The recent explosion of the novel coronavirus, called COVID-19, has completely upended normal life. From coast to coast, cities and states are issuing orders for bars and restaurants to close. Universities and public schools are shutting down, sending students home for the remainder of the year.

This is a scary time. It is also a difficult time financially for many people. Although Treasury Secretary Steve Mnuchin is claiming that the government will send checks to people, none have arrived yet. There is no firm date, nor clarity about how much people will receive.

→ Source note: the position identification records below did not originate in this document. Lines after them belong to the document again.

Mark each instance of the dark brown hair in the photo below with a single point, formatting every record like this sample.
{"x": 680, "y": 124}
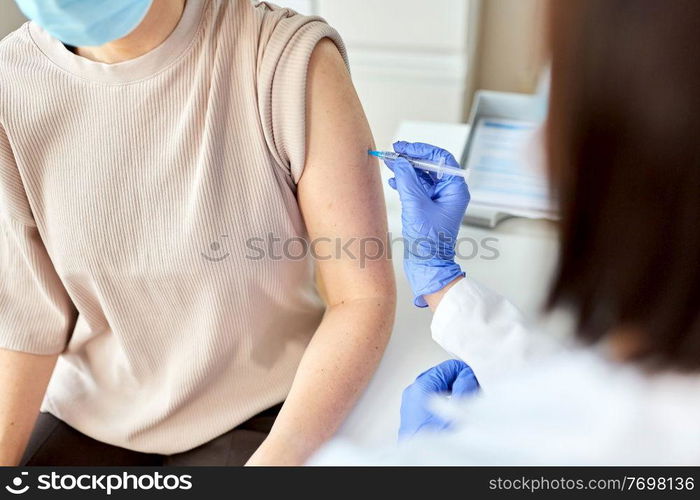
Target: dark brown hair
{"x": 624, "y": 157}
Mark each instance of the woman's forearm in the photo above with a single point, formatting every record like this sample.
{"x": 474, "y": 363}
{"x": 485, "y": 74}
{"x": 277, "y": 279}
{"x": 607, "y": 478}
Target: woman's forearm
{"x": 335, "y": 369}
{"x": 23, "y": 379}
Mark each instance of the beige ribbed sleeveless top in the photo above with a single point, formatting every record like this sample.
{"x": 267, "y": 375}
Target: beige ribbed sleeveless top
{"x": 134, "y": 198}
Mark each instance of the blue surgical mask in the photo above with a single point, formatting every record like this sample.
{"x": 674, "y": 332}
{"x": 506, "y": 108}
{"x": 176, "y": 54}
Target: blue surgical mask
{"x": 86, "y": 23}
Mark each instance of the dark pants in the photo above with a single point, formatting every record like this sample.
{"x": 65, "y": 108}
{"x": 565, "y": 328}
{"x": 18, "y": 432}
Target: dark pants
{"x": 53, "y": 442}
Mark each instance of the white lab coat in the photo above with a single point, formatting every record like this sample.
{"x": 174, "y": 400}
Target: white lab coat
{"x": 544, "y": 401}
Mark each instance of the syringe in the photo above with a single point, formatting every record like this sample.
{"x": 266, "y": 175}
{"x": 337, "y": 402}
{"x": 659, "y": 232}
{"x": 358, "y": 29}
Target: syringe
{"x": 431, "y": 166}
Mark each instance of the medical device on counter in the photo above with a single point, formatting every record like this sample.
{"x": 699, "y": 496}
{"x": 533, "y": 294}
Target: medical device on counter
{"x": 430, "y": 166}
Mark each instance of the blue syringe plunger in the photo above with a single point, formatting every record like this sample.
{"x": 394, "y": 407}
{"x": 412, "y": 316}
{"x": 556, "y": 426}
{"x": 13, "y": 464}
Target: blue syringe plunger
{"x": 431, "y": 166}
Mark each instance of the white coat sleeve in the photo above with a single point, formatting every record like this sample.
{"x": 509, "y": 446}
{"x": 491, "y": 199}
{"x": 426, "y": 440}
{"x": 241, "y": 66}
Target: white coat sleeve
{"x": 485, "y": 330}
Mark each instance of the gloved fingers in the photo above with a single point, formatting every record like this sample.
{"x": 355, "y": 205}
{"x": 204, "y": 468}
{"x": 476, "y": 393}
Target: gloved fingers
{"x": 466, "y": 383}
{"x": 423, "y": 151}
{"x": 440, "y": 378}
{"x": 406, "y": 179}
{"x": 451, "y": 187}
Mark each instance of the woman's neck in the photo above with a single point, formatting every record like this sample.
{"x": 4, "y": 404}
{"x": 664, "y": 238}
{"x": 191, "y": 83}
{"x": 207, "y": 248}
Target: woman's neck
{"x": 159, "y": 23}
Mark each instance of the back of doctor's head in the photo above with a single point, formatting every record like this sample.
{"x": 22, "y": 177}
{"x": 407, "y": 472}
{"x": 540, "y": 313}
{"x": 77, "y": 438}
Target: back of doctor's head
{"x": 624, "y": 157}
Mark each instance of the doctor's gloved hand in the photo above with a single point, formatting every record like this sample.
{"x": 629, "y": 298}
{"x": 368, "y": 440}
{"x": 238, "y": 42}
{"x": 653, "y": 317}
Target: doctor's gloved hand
{"x": 451, "y": 377}
{"x": 431, "y": 213}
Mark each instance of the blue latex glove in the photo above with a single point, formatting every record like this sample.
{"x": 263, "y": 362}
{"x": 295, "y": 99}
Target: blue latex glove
{"x": 451, "y": 377}
{"x": 431, "y": 213}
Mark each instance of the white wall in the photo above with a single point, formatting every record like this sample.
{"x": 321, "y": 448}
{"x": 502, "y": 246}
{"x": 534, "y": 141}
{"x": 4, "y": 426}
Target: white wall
{"x": 10, "y": 17}
{"x": 410, "y": 59}
{"x": 511, "y": 47}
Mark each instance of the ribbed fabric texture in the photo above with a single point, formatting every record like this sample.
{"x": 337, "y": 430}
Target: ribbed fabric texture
{"x": 130, "y": 195}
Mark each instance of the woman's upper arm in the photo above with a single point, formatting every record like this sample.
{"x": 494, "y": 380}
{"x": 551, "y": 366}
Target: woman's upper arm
{"x": 340, "y": 193}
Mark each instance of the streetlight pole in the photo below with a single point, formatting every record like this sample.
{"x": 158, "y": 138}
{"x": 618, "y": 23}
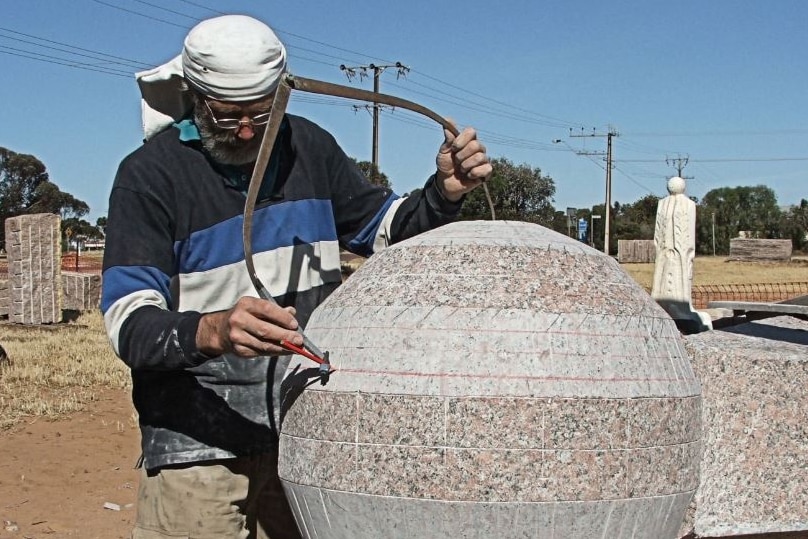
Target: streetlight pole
{"x": 592, "y": 218}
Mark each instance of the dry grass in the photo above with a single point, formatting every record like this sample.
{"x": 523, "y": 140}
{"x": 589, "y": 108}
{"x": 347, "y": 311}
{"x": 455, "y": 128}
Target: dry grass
{"x": 719, "y": 270}
{"x": 56, "y": 370}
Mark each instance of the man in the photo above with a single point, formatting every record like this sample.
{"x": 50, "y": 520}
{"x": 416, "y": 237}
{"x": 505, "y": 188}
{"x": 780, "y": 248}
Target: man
{"x": 178, "y": 303}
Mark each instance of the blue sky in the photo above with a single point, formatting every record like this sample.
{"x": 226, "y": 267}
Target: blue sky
{"x": 721, "y": 83}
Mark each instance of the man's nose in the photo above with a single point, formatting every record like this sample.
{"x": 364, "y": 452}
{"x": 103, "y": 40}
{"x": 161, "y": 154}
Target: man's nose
{"x": 245, "y": 129}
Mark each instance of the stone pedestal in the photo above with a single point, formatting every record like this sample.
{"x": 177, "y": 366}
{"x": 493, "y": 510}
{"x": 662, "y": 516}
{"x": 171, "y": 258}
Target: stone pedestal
{"x": 34, "y": 260}
{"x": 494, "y": 379}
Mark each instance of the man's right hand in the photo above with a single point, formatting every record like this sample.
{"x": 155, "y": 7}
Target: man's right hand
{"x": 253, "y": 327}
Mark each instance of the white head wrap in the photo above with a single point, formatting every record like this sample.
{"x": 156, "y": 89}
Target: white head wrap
{"x": 228, "y": 58}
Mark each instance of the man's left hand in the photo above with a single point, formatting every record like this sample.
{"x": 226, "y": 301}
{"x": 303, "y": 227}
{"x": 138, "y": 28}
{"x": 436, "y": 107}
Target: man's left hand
{"x": 462, "y": 164}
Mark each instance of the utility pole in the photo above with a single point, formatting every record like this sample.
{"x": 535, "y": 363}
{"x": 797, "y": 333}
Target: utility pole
{"x": 679, "y": 163}
{"x": 610, "y": 134}
{"x": 377, "y": 70}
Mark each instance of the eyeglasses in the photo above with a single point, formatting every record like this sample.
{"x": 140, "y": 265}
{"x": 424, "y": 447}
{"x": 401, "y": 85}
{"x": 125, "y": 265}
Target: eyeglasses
{"x": 235, "y": 123}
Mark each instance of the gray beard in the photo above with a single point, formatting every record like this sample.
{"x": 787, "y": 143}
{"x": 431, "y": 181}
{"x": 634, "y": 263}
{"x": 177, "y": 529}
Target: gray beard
{"x": 222, "y": 144}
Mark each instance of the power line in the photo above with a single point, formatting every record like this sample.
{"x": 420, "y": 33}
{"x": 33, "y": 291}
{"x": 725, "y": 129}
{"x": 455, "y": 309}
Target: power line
{"x": 67, "y": 63}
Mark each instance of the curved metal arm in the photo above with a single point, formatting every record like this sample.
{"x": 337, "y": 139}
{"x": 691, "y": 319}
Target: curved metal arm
{"x": 348, "y": 92}
{"x": 289, "y": 82}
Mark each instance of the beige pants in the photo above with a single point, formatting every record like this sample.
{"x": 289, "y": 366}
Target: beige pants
{"x": 235, "y": 498}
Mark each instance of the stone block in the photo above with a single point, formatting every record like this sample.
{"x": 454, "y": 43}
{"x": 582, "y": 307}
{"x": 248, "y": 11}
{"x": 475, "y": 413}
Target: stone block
{"x": 34, "y": 258}
{"x": 754, "y": 471}
{"x": 80, "y": 291}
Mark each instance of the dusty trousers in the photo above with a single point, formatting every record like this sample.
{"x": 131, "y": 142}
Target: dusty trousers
{"x": 238, "y": 498}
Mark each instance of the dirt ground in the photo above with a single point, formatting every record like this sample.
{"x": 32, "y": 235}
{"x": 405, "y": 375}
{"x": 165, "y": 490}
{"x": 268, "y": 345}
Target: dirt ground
{"x": 56, "y": 477}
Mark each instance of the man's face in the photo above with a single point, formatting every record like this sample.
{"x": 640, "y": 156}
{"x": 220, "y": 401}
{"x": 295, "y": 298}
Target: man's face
{"x": 216, "y": 121}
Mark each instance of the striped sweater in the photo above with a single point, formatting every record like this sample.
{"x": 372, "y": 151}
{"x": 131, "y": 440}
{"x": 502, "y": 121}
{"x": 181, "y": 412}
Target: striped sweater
{"x": 174, "y": 252}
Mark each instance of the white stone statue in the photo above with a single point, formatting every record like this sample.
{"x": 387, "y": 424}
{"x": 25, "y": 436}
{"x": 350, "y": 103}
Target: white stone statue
{"x": 675, "y": 239}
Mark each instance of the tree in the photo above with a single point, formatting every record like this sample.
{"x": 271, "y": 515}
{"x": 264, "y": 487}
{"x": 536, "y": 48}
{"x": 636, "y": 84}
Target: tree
{"x": 795, "y": 225}
{"x": 25, "y": 188}
{"x": 20, "y": 176}
{"x": 518, "y": 192}
{"x": 736, "y": 209}
{"x": 372, "y": 173}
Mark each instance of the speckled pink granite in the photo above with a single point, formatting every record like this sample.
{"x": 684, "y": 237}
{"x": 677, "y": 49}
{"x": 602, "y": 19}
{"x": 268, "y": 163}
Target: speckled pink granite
{"x": 494, "y": 379}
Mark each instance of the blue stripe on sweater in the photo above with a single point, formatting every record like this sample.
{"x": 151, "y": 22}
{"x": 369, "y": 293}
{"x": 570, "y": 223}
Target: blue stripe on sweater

If you were struggling financially before the pandemic, chances are you are feeling the pinch particularly hard right now. Many people, including independent contractors, are seeing their incomes drop dramatically.

Can Bankruptcy Help?

Bankruptcy allows debtors to get on top of their debts and ultimately wipe out those that qualify. Generally, consumers choose between two bankruptcies:

  • Chapter 7. Taking only a few months to complete, a filer can eliminate most unsecured debt like credit cards, medical debt, and personal loans. There are exceptions. Child support and alimony payments are not eliminated, while student loans can only be discharged in limited circumstances. Also, secured loans (like a car loan or mortgage) will not be eliminated, because the lender can just seize the collateral. Furthermore, the trustee can take any non-exempt property and sell it for the benefit of creditors.
  • Chapter 13. A debtor enters a payment plan for 3-5 years and contributes their disposable income to their creditors. At the end of the payment period, unpaid debts are wiped out. A filer loses no property in a Chapter 13, but this is a long bankruptcy. Also, a debtor must have a regular source of income, so the freshly unemployed do not qualify.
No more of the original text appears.